Fred Itua, Abuja
The N25 billion promissory note issued to the Anambra State Government by the Debt Management Office (DMO) in 2018 and 2019 respectively, is generating fresh controversy between the State governor, Willie Obiano and Senator Ifeanyi Ubah.
The DMO had in December 2018 and April 2019, issued separate promissory notes to the Anambra State Government to the tune of N10.097 billion and N15.146 billion, respectively.
The notes which were issued to settle the purported outstanding claims for rehabilitated roads, however, had maturity dates of December 28, 2020 and April 1, 2022.
On the part of the State government, it has justified why it went for the promissory notes and has declared the processes as transparent and legal. Ubah, on the other hand, faulted the collection of the money before the maturity dates.
He alleged at a press conference on Sunday in Abuja that ahead of the maturity dates of the promissory notes, Obiano had discounted the two promissory notes and collected only N16 billion instead of the N25 billion, a situation he claimed made the State lose the sum of N9 billion.

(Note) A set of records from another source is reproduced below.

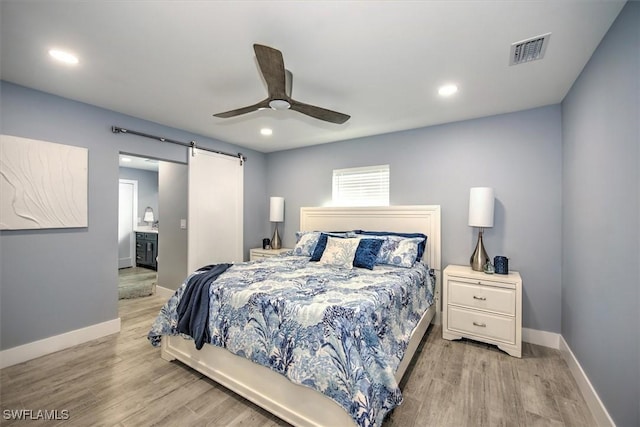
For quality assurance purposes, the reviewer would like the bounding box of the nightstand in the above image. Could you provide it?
[249,247,291,261]
[442,264,522,357]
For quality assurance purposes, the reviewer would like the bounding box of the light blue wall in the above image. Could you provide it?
[266,105,563,334]
[119,167,159,227]
[561,2,639,426]
[0,81,268,350]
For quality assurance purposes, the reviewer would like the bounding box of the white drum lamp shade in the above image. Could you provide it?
[468,187,494,227]
[468,187,494,271]
[269,197,284,249]
[269,197,284,222]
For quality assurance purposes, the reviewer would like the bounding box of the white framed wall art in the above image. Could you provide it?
[0,134,88,230]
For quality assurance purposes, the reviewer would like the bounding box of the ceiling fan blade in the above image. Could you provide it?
[253,44,287,99]
[289,100,351,124]
[213,99,270,118]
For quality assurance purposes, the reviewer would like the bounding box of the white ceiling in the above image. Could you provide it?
[0,1,625,153]
[119,154,159,172]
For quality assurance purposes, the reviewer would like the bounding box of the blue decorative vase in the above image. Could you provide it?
[494,256,509,275]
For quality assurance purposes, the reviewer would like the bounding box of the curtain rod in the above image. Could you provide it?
[111,126,246,164]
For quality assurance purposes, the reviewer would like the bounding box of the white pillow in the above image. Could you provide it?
[318,236,360,268]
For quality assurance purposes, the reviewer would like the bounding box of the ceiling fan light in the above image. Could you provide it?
[269,99,291,110]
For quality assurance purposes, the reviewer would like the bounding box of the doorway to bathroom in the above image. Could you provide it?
[118,154,159,299]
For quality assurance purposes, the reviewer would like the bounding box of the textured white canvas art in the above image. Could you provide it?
[0,134,88,230]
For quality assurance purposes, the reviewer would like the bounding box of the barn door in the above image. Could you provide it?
[187,149,243,272]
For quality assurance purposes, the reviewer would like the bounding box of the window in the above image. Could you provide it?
[332,165,389,206]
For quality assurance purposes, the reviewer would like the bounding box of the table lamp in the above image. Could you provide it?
[143,207,155,227]
[270,196,284,249]
[468,187,494,271]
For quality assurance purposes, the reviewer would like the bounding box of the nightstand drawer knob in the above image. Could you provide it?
[473,295,487,301]
[473,321,487,328]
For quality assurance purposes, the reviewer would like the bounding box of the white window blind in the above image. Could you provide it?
[332,165,389,206]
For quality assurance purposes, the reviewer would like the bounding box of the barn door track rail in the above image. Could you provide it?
[111,126,246,164]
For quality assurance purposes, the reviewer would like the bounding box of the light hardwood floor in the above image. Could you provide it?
[0,295,596,426]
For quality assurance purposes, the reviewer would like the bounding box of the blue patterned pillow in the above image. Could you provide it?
[357,231,427,261]
[376,236,425,267]
[293,231,321,256]
[318,236,360,268]
[353,238,384,270]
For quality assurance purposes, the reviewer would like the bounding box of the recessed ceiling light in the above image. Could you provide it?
[438,84,458,97]
[260,128,273,136]
[48,49,79,65]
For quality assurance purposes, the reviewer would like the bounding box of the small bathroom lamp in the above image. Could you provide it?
[143,207,155,226]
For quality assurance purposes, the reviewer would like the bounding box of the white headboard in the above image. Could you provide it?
[300,205,441,274]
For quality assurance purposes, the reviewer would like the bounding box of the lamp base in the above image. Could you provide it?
[470,229,489,272]
[271,224,282,250]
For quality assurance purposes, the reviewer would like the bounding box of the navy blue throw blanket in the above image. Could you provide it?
[177,263,232,350]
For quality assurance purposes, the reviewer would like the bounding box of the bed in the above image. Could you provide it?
[149,205,441,427]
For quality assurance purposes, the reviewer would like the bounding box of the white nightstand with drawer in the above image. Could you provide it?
[249,247,291,261]
[443,264,522,357]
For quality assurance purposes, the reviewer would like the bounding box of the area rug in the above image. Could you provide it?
[118,267,156,299]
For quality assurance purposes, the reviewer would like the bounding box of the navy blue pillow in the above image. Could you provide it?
[356,231,428,261]
[353,238,384,270]
[309,233,328,261]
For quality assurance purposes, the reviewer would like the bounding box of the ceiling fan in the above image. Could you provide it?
[213,44,350,124]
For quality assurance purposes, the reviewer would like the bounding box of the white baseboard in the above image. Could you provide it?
[156,285,175,300]
[523,327,560,349]
[559,336,615,427]
[0,318,121,369]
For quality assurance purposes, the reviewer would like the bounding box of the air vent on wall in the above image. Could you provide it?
[510,33,551,65]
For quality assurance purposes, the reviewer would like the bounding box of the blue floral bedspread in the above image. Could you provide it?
[148,255,434,427]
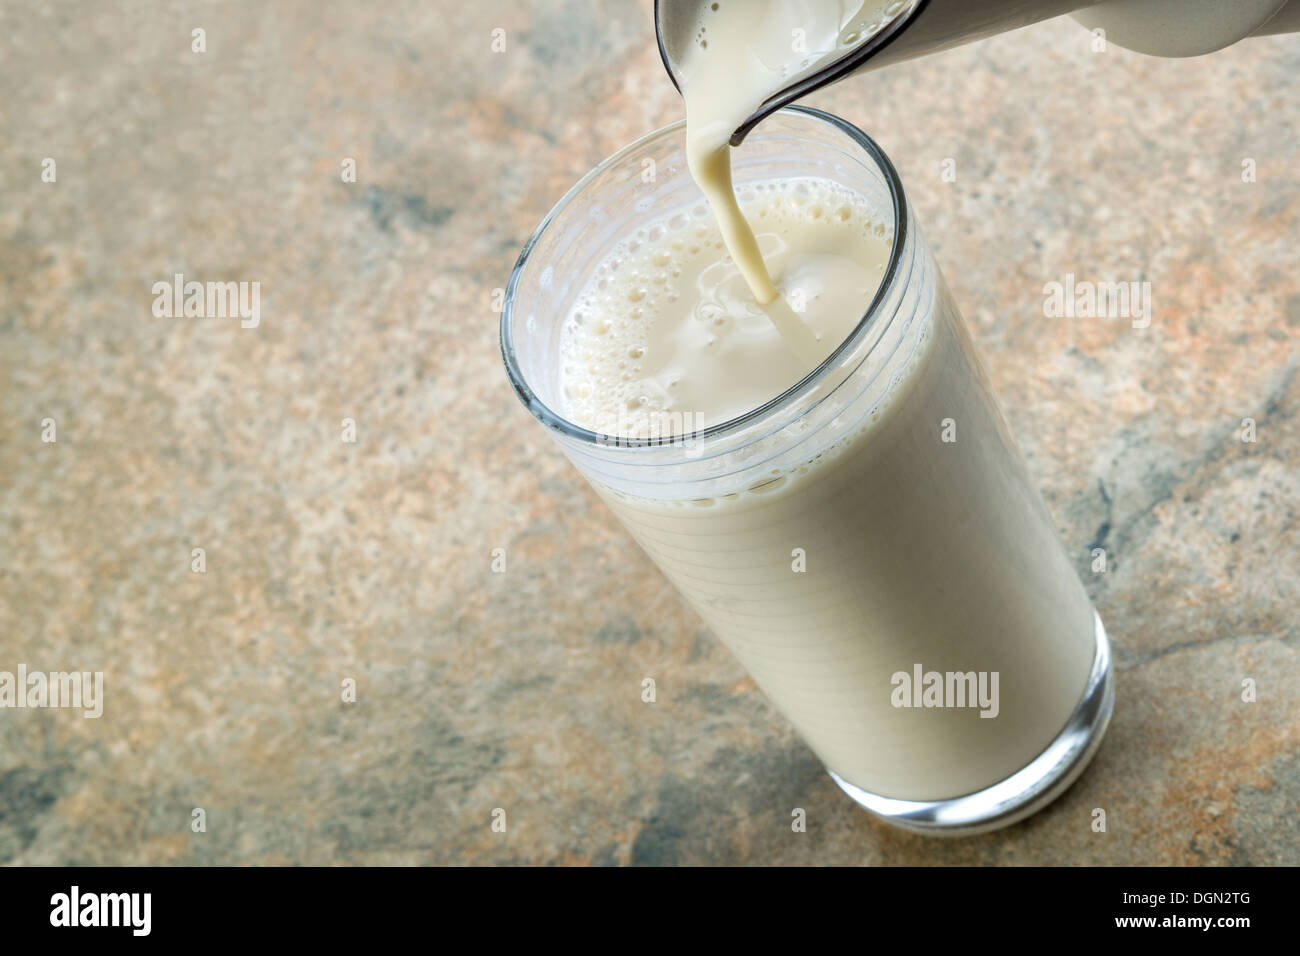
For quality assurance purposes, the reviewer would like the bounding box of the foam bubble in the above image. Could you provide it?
[558,177,896,439]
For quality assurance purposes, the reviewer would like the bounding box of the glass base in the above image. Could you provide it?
[829,612,1115,837]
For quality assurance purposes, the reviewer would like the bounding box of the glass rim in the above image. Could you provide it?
[499,105,909,448]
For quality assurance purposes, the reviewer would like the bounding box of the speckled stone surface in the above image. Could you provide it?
[1,1,1297,865]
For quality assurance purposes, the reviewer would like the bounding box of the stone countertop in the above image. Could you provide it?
[1,1,1296,866]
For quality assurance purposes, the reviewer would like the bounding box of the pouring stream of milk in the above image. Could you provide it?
[676,0,908,366]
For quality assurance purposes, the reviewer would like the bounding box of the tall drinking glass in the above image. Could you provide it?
[501,106,1113,835]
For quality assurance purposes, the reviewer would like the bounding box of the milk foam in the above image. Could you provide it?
[559,177,892,437]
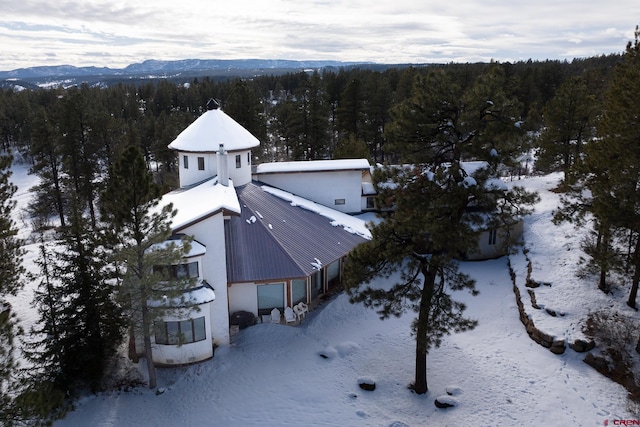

‘The question is why did Obiano discount Anambra money. What did he do with the cash realised?’ Ubah asked
He gave the Anambra State Government a 72 hours ultimatum to address the people of the State on what was done with the money or risk being dragged to court.
The State Commissioner for Information and Public Enlightenment, Mr C Don Adinuba, in a statement in Awka, explained that the promissory notes were never secret.
He said the reimbursement was even recommended by the senate after a public hearing on the debts owed the state for the road rehabilitation and reconstruction.
According to Adinuba: ‘Given the fact that the Federal Ministry of Finance did not have the cash to settle the debts, it opted for promissory notes. The amounts and proceeds of the promissory notes are captured clearly in the report of the Accountant General with financial statements for the year ended 31st December 2019.
‘The Anambra State Government further declared that the purposes to which the funds are deployed are stated clearly in the annual report pointing out that the money is neither a loan nor a bond.’